Ahora usted dice: ¿y a quién coño puede importarle esa tonta historia? Cáigase usted
de la silla: a todo escribidor nacido bajo el rojo, amarillo y verde. Porque lo que está
sucediendo ahora es que, siguiendo la tonta “Teoría Spedding” arriba expresada, la
luminaria de los actuales 15 minutos de las letras nacionales ha decidido seguir el
ejemplo de Spedding, sólo que al revés: ha decidido escribir la mejor novela sobre
asesinos en serie ambientada en USA en un 100% y está seguro de que su novela
será, “de lejos, la mejor del panorama contemporáneo” (¿mundial?). Con lo cual Bolivia
puede olvidarse de él como un potencial Roa Bastos boliviano: al tomar esa decisión
ha decidido hacer con su arte lo que posiblemente hizo ya con su persona: se ha
hecho gringo porque el mercado del libro en USA es mejor que el orureño.

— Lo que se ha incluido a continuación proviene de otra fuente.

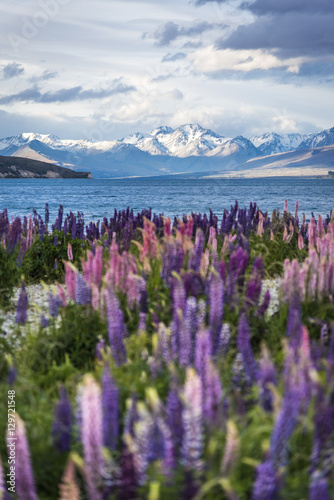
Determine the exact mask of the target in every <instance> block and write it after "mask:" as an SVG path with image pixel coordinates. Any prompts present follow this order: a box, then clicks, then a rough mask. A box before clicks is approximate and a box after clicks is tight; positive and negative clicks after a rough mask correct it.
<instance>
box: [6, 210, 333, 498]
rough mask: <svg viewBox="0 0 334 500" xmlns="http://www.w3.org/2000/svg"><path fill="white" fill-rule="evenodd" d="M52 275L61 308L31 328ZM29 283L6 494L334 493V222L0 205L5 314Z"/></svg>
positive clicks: (102, 494) (319, 220)
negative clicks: (102, 210) (35, 290)
mask: <svg viewBox="0 0 334 500" xmlns="http://www.w3.org/2000/svg"><path fill="white" fill-rule="evenodd" d="M333 215H334V214H333ZM275 277H280V285H279V286H280V288H279V306H278V308H277V310H276V311H274V314H272V313H270V314H269V313H268V308H269V306H270V299H271V297H270V291H269V289H267V290H266V291H265V290H264V289H263V281H264V280H265V279H266V280H268V279H272V278H275ZM42 281H43V282H44V283H45V286H46V287H48V289H49V292H48V293H49V295H48V297H49V314H48V315H45V314H43V315H41V321H40V325H39V326H38V328H33V329H27V328H26V325H25V323H26V320H27V315H28V314H29V296H28V292H27V290H28V288H27V287H28V285H29V284H32V283H39V282H42ZM17 286H20V287H21V290H20V295H19V300H18V304H17V311H16V322H17V328H16V330H15V332H14V333H13V334H12V335H10V336H2V337H0V350H1V352H0V436H1V438H0V456H1V464H2V465H1V466H0V499H2V500H4V499H8V498H12V499H19V500H36V499H40V500H53V499H59V500H78V499H82V500H85V499H87V500H102V499H103V500H109V499H115V500H116V499H117V500H126V499H128V500H130V499H148V500H160V499H161V500H165V499H166V500H170V498H174V499H175V500H176V499H196V500H200V499H203V500H219V499H222V500H225V499H229V500H247V499H252V500H278V499H281V500H290V499H291V500H302V499H305V500H306V499H311V500H330V499H332V498H334V302H333V297H334V217H332V219H331V216H330V215H327V216H326V217H321V216H320V215H319V216H317V217H314V216H313V217H312V218H311V220H310V221H306V218H305V216H303V215H299V207H298V203H297V205H296V209H295V210H294V211H293V213H290V212H289V210H288V206H287V203H285V206H284V210H283V211H282V212H281V213H280V212H278V211H275V212H273V213H272V214H267V213H265V212H262V211H261V210H260V209H259V207H257V205H256V204H250V207H249V208H242V207H239V206H238V203H237V202H236V203H235V205H234V206H231V208H230V209H229V210H227V209H226V210H225V211H224V215H223V218H222V219H221V220H218V218H217V217H216V216H215V215H214V214H213V213H212V212H210V213H209V214H208V215H206V214H204V215H202V214H191V215H187V216H184V217H183V218H182V219H180V220H178V219H175V220H174V221H172V220H170V219H168V218H164V217H163V216H162V215H155V214H152V213H151V210H146V211H143V212H141V213H139V214H134V213H133V211H132V210H130V209H127V210H124V211H120V212H117V211H116V210H115V212H114V214H113V216H112V217H111V218H109V219H107V218H105V219H104V220H103V221H102V222H101V223H98V224H94V223H90V224H87V225H86V224H85V221H84V215H83V214H82V213H78V214H77V215H74V214H73V213H69V214H67V215H66V214H64V213H63V208H62V207H60V209H59V213H58V217H57V219H56V221H55V222H54V223H53V224H51V223H50V221H49V211H48V206H46V209H45V215H44V214H43V217H42V216H40V215H39V214H37V213H36V212H34V213H33V214H32V216H30V217H29V218H24V219H23V220H21V219H20V218H15V219H10V217H9V215H8V214H7V211H6V210H4V211H3V212H2V213H0V307H1V308H2V309H1V310H2V313H1V315H2V317H3V318H4V316H5V314H6V311H7V310H8V309H9V308H10V307H12V305H11V304H12V302H11V297H12V294H13V289H14V287H17ZM0 322H1V316H0ZM9 408H11V409H12V411H11V412H9ZM9 424H11V426H10V425H9ZM10 429H14V430H10ZM11 432H14V434H15V435H14V436H13V434H11ZM11 437H15V440H12V439H11ZM9 443H15V445H14V446H13V445H12V448H10V447H9V446H8V444H9ZM11 450H14V452H15V453H14V454H15V461H14V464H15V465H13V466H15V471H13V470H12V469H11V468H10V467H11V463H10V462H11V456H12V455H11ZM11 471H12V476H11V475H10V474H11ZM14 472H15V474H14ZM14 476H15V477H14ZM11 479H12V482H13V483H14V486H12V489H9V488H11V482H10V480H11ZM13 488H14V489H13ZM8 489H9V490H8ZM14 490H15V493H13V491H14Z"/></svg>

Lejos de mí el acusarlo de traición a la patria por hacerse gringo: yo me hice gringo en
mi momento y ello no me ha impedido escribir media docena de libros cuyo tema es
siempre Bolivia. Vivo en USA desde 1980 y desde entonces, desde antes, si escribo
sobre USA es para criticar al Imperio. He escrito también sobre la primera víctima del
Imperio, el pueblo norteamericano del que soy parte sin duda porque mucho le debo,
cosa que no puedo decir de Bolivia, a la que nada debo. Escribo sobre Bolivia porque
en Bolivia he nacido. No elegí nacer allá, pero así fue, así es; soy boliviano como
Spedding es inglesa: fatal e inevitable, ineludiblemente y por azar, pero boliviano
siempre hasta mi último instante.
Pero Bolivia no es sólo mi patria: es también el país más interesante que pudiera
inventarse para un novelista que se respete. Es un país en que desaparece el límite
entre lo posible y lo imposible. Es un lugar donde se halla materia para seis novelas
con sólo pasearse por cualquier punto de su geografía. Es mágico. Es horrendo. Es
magnífico. Es feroz. Es una bendición para cualquier escritor o fotógrafo de bolas bien
puestas. Si no se han hecho grandes novelas sobre Bolivia es porque Bolivia es
mucho país, demasiado país para los novelistas. Bolivia no ha encontrado el escritor
de su talla hasta hoy, y por ello carece de SU novela. ¿Qué historia nacional es más
dramática, interesante, increíble y despiadada que la nuestra?